From the Byzantine mosaics of the Palatine Chapel to the purple-red domes emblematic of Islamic art in the Church of San Giovanni degli Eremiti; from the luxuriant baroque of the 17th-century churches to the more sober plaster cherubs by Giacomo Serpotta; from the magnificent lions and cheetahs depicted in the majolica floors where the waltz of Visconti’s The Leopard was danced to the geometric motifs of the endless terraces of the palaces overlooking the sea; from the strange statues of dwarves, heroes and demigods, who disguise mysterious alchemical symbols in Villa Palagonia, Valguarnera and Palazzo Butera in Bagheria to the neo-Gothic decorations by Ernesto Basile in the interiors of Palazzo Alliata, the riches are unquantifiable.

Palermo was also one of the greatest capitals of the social and cultural life during the Belle Époque.

It boasted industrial dynasties such as the Florios and the Whitakers, patrons who bequeathed to the island architectural masterpieces and entire collections of art such as the art nouveau classic Villa Igiea and Villa Malfitano. After the second world war, Palazzo Abatellis, underwent a magnificent restoration by Carlo Scarpa, elevating the museum where you can find one of Antonello da Messina’s masterpieces, L’Annunciata, to a cutting-edge gallery.
The most beautiful feature of the Sicilian “art de vivre,” wonderfully praised by Fulco di Verdura in Estati felici, is that extravagant eccentricity that makes any person, place and episode extremely fun and absolutely irresistible.The city that has always adapted to colonizing civilizations while maintaining its very strong identity embodies that famous phrase from the novel The Leopard:

“If we want everything to remain as it is, everything must change.”

Travel Tips

Where to Stay

Grand Hotel et Des Palmes, this perpetual classic is in the city center with Liberty-style interiors and frescoes by Ernesto Basile. Its new restaurant will be run by the well-known Sicilian chef Filippo La Mantia or at Villa Igiea newly restored by Paolo Moschino and Philip Vergeylen for Roccoforte Hotels.
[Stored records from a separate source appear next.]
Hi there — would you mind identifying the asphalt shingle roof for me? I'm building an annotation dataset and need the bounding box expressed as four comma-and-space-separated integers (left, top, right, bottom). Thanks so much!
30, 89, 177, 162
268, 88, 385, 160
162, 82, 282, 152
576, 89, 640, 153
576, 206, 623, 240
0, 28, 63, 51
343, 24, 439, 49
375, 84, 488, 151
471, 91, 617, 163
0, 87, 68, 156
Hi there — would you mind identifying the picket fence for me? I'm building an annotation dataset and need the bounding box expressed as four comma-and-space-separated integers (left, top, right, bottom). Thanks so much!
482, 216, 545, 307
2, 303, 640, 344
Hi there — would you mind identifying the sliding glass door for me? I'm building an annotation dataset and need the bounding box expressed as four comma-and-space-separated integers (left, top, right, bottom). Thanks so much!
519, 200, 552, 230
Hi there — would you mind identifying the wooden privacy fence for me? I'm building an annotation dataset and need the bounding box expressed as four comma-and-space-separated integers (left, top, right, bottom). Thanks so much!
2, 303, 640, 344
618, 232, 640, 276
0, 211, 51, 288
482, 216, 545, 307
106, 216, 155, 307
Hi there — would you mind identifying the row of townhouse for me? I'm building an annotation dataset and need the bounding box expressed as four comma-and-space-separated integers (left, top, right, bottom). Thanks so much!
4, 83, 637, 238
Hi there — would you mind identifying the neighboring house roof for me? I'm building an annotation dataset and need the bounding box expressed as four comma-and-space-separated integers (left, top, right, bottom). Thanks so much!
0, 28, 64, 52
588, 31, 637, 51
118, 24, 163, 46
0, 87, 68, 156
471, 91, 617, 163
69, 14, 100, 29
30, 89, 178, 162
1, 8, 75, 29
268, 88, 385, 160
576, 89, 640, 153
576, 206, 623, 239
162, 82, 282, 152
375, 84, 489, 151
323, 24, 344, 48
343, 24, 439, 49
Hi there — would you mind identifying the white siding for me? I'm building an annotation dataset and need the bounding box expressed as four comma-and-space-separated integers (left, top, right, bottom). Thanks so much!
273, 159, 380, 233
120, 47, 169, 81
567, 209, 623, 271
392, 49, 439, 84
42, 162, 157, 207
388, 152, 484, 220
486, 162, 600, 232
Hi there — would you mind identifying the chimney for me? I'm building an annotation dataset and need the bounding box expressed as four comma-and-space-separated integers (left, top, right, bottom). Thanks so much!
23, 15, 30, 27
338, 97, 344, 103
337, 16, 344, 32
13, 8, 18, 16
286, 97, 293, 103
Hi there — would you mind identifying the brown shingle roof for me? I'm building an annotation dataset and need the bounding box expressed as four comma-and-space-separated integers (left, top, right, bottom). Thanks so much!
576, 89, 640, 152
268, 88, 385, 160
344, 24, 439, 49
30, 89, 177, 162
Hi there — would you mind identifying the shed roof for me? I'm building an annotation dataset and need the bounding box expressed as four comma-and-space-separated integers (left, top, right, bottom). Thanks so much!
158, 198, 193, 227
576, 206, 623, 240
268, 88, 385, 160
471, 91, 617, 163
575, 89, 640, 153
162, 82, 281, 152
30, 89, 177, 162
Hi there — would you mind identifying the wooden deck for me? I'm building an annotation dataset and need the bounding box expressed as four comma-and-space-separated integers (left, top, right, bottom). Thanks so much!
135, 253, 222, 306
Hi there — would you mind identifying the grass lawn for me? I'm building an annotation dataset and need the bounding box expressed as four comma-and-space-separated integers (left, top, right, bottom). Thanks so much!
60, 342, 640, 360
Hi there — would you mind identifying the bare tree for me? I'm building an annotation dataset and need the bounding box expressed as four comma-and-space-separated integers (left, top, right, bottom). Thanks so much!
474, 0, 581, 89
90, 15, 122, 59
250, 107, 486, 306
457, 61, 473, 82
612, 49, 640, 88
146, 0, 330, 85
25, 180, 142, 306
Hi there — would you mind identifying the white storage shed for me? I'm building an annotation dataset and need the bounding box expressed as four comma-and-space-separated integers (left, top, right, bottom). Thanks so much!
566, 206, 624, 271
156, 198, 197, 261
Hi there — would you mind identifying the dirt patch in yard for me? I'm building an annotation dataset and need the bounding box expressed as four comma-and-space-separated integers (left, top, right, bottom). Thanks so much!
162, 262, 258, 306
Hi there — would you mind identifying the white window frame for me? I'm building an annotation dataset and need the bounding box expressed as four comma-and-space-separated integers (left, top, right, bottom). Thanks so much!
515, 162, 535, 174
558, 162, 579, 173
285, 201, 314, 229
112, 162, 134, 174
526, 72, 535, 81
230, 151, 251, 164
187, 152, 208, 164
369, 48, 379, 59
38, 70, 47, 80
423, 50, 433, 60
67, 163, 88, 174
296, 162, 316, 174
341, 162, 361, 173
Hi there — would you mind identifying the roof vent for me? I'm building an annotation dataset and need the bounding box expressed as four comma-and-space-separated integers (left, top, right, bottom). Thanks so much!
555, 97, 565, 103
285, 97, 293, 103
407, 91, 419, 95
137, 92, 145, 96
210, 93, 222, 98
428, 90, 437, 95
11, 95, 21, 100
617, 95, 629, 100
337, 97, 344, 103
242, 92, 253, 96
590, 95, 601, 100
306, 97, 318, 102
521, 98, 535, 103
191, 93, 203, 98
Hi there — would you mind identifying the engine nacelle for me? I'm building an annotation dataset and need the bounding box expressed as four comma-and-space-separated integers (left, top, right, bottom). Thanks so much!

It is a magnificent Liberty-style building right on the sea.

Where to Eat

Sobremesa for its exquisite sea food at the heart of Palermo or at Corona Trattoria, where delicious fish is prepared with family savoir faire. Bisso Bistrot, this former bookshop is now run by a historical family of restaurateurs Ciccio in Pentola. Found in front of Santa Maria dello Spasmo, in the historical Kalsa neighborhood.

What to Shop

Mercato del Capo, the most authentic, the less touristic market. Vito Torretta, typical Sicilian coffee and artisanal baskets. The Sunday Flea Market at Piazza Marina.

What to See

The newly restored Palazzo Butera with the Valsacchi Collection. The superb Tiles Museum, Stanze del Genio. Palazzina Cinese, the former Royal residence, a chinoiserie gem. Fondazione Whitaker, a magnificent example of Belle Époque architecture and design.